Accomplice need not be judged by independent evidence
Every detail of the story of the accomplice need not be confirmed by independent evidence although some additional independent evidence must be looked for to see whether the approver is speaking the truth and there must be some evidence, direct or circumstantial which connects the co-accused with the crime independently of the accomplice; Haroon Haji v. State of Maharashtra, AIR 1968 SC 832.
Importance of corroboration
On reading section 133 with illustration (B) to section 114. It is not illegal to act upon the uncorroborated evidence of an accomplice it is a rule of prudence so universally followed as to amount almost to a rule of law that it is unsafe to act upon the evidence of an accomplice unless it is corroborated in material respect so as to implicate the accused and further that the evidence of one accomplice cannot be used to corroborate the evidence of another accomplice; Bhuboni Sabu v.

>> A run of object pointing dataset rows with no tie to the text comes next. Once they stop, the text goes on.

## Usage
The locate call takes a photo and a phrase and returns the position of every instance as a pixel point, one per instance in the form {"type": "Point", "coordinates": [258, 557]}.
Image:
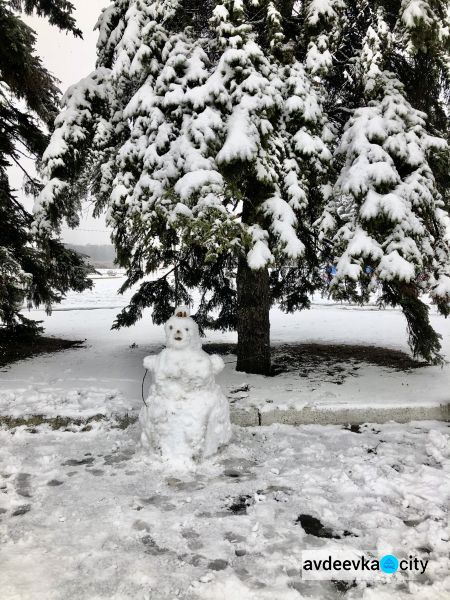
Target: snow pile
{"type": "Point", "coordinates": [186, 416]}
{"type": "Point", "coordinates": [53, 402]}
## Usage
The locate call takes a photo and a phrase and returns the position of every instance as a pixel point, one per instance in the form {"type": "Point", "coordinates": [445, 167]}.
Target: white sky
{"type": "Point", "coordinates": [70, 59]}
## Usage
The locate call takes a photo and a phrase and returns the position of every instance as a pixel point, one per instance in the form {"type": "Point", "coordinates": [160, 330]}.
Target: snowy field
{"type": "Point", "coordinates": [84, 516]}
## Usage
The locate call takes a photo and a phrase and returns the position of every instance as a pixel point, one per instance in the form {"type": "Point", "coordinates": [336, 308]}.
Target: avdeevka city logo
{"type": "Point", "coordinates": [325, 563]}
{"type": "Point", "coordinates": [389, 563]}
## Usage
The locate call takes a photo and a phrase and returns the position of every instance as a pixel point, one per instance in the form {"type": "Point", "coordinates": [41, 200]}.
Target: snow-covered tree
{"type": "Point", "coordinates": [203, 136]}
{"type": "Point", "coordinates": [387, 212]}
{"type": "Point", "coordinates": [240, 144]}
{"type": "Point", "coordinates": [31, 271]}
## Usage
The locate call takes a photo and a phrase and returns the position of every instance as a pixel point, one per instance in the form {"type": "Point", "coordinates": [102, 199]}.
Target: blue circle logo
{"type": "Point", "coordinates": [389, 563]}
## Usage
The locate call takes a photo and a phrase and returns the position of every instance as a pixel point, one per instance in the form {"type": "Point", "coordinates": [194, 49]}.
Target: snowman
{"type": "Point", "coordinates": [186, 417]}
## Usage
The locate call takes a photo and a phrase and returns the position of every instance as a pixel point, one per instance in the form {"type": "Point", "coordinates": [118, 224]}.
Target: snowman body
{"type": "Point", "coordinates": [186, 417]}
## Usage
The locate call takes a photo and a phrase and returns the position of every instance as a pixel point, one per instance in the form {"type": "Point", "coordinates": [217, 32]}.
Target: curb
{"type": "Point", "coordinates": [251, 417]}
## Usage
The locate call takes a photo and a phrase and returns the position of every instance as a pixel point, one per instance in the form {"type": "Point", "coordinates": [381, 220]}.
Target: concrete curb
{"type": "Point", "coordinates": [341, 416]}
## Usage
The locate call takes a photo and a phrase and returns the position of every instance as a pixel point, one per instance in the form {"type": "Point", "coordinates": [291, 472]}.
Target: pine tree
{"type": "Point", "coordinates": [207, 130]}
{"type": "Point", "coordinates": [30, 271]}
{"type": "Point", "coordinates": [387, 212]}
{"type": "Point", "coordinates": [205, 139]}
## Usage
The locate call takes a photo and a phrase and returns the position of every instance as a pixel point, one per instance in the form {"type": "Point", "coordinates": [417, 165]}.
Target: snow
{"type": "Point", "coordinates": [96, 517]}
{"type": "Point", "coordinates": [186, 416]}
{"type": "Point", "coordinates": [112, 359]}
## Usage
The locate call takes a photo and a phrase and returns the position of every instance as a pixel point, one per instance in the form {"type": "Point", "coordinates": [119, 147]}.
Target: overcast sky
{"type": "Point", "coordinates": [70, 59]}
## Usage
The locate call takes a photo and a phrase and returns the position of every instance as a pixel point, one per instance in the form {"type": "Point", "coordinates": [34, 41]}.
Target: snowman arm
{"type": "Point", "coordinates": [217, 363]}
{"type": "Point", "coordinates": [149, 362]}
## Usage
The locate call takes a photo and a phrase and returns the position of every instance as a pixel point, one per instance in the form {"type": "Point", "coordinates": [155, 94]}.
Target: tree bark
{"type": "Point", "coordinates": [253, 298]}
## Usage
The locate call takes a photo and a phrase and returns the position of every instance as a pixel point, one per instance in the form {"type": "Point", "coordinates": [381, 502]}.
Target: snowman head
{"type": "Point", "coordinates": [182, 331]}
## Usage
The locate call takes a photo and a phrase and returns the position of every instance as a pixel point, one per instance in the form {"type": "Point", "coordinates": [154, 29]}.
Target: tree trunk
{"type": "Point", "coordinates": [253, 298]}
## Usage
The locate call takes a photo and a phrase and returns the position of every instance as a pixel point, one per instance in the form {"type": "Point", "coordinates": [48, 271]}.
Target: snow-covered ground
{"type": "Point", "coordinates": [84, 516]}
{"type": "Point", "coordinates": [112, 360]}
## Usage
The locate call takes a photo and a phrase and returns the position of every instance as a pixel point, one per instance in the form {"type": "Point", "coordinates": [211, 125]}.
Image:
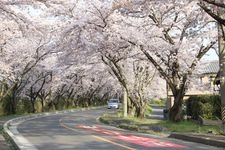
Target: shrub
{"type": "Point", "coordinates": [207, 106]}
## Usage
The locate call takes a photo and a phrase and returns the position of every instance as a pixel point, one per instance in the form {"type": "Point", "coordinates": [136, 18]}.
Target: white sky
{"type": "Point", "coordinates": [211, 55]}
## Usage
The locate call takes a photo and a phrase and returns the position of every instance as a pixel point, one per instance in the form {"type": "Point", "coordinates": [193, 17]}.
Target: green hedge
{"type": "Point", "coordinates": [207, 106]}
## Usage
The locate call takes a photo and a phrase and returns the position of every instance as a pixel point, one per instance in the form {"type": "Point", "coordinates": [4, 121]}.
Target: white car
{"type": "Point", "coordinates": [113, 103]}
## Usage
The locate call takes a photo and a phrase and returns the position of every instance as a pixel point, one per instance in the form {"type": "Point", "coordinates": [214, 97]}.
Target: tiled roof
{"type": "Point", "coordinates": [211, 67]}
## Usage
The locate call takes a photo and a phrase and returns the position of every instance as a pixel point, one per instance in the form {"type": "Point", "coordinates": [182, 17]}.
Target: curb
{"type": "Point", "coordinates": [18, 141]}
{"type": "Point", "coordinates": [192, 138]}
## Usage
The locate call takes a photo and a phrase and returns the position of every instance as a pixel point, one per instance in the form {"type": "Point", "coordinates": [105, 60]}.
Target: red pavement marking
{"type": "Point", "coordinates": [143, 141]}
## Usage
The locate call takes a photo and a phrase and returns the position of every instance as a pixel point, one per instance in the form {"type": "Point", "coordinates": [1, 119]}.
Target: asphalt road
{"type": "Point", "coordinates": [80, 130]}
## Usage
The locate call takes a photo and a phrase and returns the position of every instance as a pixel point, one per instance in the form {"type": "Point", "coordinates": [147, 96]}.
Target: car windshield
{"type": "Point", "coordinates": [113, 100]}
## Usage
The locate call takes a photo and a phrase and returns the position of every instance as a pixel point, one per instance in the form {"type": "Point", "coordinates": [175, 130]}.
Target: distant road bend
{"type": "Point", "coordinates": [81, 131]}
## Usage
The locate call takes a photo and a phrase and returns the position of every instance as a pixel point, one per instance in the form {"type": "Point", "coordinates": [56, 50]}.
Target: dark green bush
{"type": "Point", "coordinates": [207, 106]}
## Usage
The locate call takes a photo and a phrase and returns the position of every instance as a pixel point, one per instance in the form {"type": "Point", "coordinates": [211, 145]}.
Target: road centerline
{"type": "Point", "coordinates": [97, 137]}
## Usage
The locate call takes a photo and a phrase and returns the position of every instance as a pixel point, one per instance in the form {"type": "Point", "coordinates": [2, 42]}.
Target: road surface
{"type": "Point", "coordinates": [80, 130]}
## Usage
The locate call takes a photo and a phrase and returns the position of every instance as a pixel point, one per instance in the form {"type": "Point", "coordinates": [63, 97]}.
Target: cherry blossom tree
{"type": "Point", "coordinates": [172, 37]}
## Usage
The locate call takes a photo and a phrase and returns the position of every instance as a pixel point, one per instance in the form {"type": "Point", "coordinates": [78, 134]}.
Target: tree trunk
{"type": "Point", "coordinates": [176, 110]}
{"type": "Point", "coordinates": [33, 105]}
{"type": "Point", "coordinates": [140, 112]}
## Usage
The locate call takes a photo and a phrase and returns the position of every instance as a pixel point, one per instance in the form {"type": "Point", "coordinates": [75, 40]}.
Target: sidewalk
{"type": "Point", "coordinates": [208, 139]}
{"type": "Point", "coordinates": [3, 144]}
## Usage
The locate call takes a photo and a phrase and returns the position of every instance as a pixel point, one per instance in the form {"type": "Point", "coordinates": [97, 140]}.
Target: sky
{"type": "Point", "coordinates": [210, 55]}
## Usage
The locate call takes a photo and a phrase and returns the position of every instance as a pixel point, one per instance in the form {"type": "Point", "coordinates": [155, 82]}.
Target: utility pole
{"type": "Point", "coordinates": [221, 42]}
{"type": "Point", "coordinates": [124, 102]}
{"type": "Point", "coordinates": [222, 69]}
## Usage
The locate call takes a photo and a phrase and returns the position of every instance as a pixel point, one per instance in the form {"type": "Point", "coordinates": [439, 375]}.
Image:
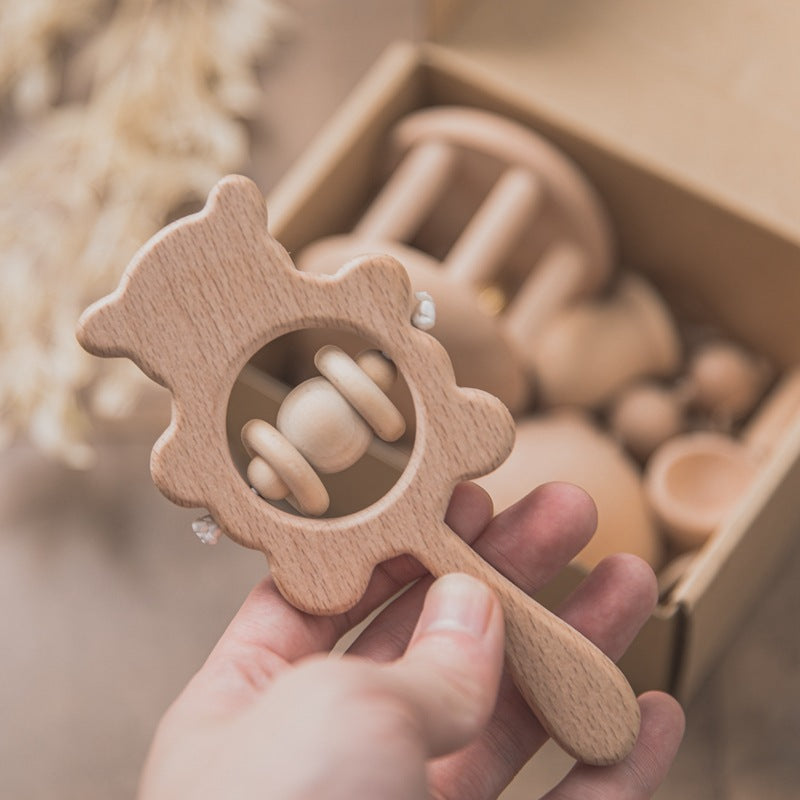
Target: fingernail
{"type": "Point", "coordinates": [457, 603]}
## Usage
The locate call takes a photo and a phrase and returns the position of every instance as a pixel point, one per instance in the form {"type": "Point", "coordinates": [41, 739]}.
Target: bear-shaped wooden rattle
{"type": "Point", "coordinates": [209, 291]}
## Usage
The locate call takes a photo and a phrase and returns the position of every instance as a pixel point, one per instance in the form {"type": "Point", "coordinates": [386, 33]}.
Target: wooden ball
{"type": "Point", "coordinates": [727, 380]}
{"type": "Point", "coordinates": [323, 426]}
{"type": "Point", "coordinates": [644, 416]}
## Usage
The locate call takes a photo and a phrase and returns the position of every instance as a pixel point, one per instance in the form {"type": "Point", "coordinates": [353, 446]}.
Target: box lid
{"type": "Point", "coordinates": [705, 93]}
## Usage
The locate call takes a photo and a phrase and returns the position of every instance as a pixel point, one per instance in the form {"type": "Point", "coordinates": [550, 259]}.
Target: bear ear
{"type": "Point", "coordinates": [239, 198]}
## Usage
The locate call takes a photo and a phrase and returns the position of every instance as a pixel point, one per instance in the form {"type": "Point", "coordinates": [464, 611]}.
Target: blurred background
{"type": "Point", "coordinates": [117, 117]}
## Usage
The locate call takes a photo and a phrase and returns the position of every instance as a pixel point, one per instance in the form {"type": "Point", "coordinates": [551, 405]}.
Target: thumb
{"type": "Point", "coordinates": [450, 673]}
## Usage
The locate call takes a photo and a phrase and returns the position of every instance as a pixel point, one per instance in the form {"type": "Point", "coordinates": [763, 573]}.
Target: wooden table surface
{"type": "Point", "coordinates": [109, 603]}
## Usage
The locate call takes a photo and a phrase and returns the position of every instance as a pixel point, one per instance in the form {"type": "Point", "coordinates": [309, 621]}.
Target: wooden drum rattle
{"type": "Point", "coordinates": [539, 235]}
{"type": "Point", "coordinates": [209, 291]}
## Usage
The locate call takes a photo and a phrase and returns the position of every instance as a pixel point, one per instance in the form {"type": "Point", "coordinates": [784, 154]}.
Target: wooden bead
{"type": "Point", "coordinates": [276, 452]}
{"type": "Point", "coordinates": [317, 419]}
{"type": "Point", "coordinates": [644, 416]}
{"type": "Point", "coordinates": [591, 350]}
{"type": "Point", "coordinates": [726, 380]}
{"type": "Point", "coordinates": [361, 391]}
{"type": "Point", "coordinates": [325, 423]}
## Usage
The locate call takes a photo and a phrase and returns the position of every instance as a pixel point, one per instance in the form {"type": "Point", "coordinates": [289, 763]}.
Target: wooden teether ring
{"type": "Point", "coordinates": [222, 264]}
{"type": "Point", "coordinates": [537, 173]}
{"type": "Point", "coordinates": [538, 190]}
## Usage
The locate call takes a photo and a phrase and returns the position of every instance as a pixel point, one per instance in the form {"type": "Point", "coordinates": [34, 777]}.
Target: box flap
{"type": "Point", "coordinates": [704, 93]}
{"type": "Point", "coordinates": [737, 562]}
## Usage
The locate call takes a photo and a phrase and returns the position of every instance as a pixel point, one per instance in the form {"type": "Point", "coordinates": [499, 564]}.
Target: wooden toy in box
{"type": "Point", "coordinates": [210, 290]}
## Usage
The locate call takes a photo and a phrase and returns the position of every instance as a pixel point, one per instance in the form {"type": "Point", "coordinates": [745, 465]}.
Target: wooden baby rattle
{"type": "Point", "coordinates": [210, 290]}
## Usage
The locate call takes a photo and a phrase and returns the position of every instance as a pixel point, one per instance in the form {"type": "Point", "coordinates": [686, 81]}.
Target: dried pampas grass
{"type": "Point", "coordinates": [166, 86]}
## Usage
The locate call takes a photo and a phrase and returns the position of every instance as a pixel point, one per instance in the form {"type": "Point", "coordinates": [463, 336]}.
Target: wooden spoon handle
{"type": "Point", "coordinates": [578, 694]}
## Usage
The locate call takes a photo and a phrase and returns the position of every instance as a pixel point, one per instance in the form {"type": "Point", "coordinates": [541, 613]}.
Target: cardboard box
{"type": "Point", "coordinates": [685, 118]}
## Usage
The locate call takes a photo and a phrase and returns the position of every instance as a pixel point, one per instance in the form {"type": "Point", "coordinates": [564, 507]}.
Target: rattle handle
{"type": "Point", "coordinates": [578, 694]}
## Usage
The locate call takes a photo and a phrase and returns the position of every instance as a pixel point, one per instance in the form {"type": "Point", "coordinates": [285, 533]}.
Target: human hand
{"type": "Point", "coordinates": [420, 707]}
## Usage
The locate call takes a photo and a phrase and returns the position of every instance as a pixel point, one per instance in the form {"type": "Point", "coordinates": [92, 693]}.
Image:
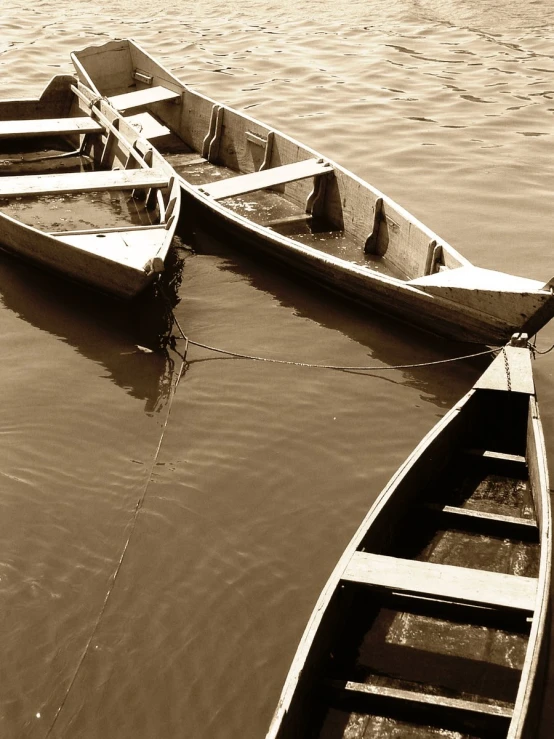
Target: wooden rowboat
{"type": "Point", "coordinates": [291, 204]}
{"type": "Point", "coordinates": [433, 622]}
{"type": "Point", "coordinates": [80, 193]}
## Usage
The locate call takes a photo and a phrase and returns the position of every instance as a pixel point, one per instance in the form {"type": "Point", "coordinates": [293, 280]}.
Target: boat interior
{"type": "Point", "coordinates": [74, 177]}
{"type": "Point", "coordinates": [427, 633]}
{"type": "Point", "coordinates": [260, 174]}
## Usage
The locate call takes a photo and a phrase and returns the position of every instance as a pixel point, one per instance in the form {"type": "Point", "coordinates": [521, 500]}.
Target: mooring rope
{"type": "Point", "coordinates": [356, 368]}
{"type": "Point", "coordinates": [136, 511]}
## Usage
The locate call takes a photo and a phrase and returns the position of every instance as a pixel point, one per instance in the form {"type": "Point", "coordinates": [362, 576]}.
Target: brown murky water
{"type": "Point", "coordinates": [264, 471]}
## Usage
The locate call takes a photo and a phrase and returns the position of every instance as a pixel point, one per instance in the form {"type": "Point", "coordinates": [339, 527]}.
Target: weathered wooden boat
{"type": "Point", "coordinates": [287, 201]}
{"type": "Point", "coordinates": [433, 622]}
{"type": "Point", "coordinates": [80, 193]}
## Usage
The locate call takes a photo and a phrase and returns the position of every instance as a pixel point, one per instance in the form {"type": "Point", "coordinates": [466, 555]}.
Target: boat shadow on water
{"type": "Point", "coordinates": [389, 341]}
{"type": "Point", "coordinates": [128, 339]}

Emperor, AIR 1949 PC 257.
Every approver comes to give evidence in some such manner seeking to purchase his immunity and that is why to start with he is an unreliable person and the rule of caution calling for material corroboration is constantly kept in mind by the court by time-worn judicial practice; Ravinder Singh v. State of Punjab, AIR 1975 SC 856.
The evidence of approver in regard to complicity of accused appellant in the conspiracy lacks corroboration on certain material particulars necessary for connecting the appellant; Balwant Kaur v. Union Territory of Chandigarh, 1988 Cr LJ 398: AIR 1988 SC 139.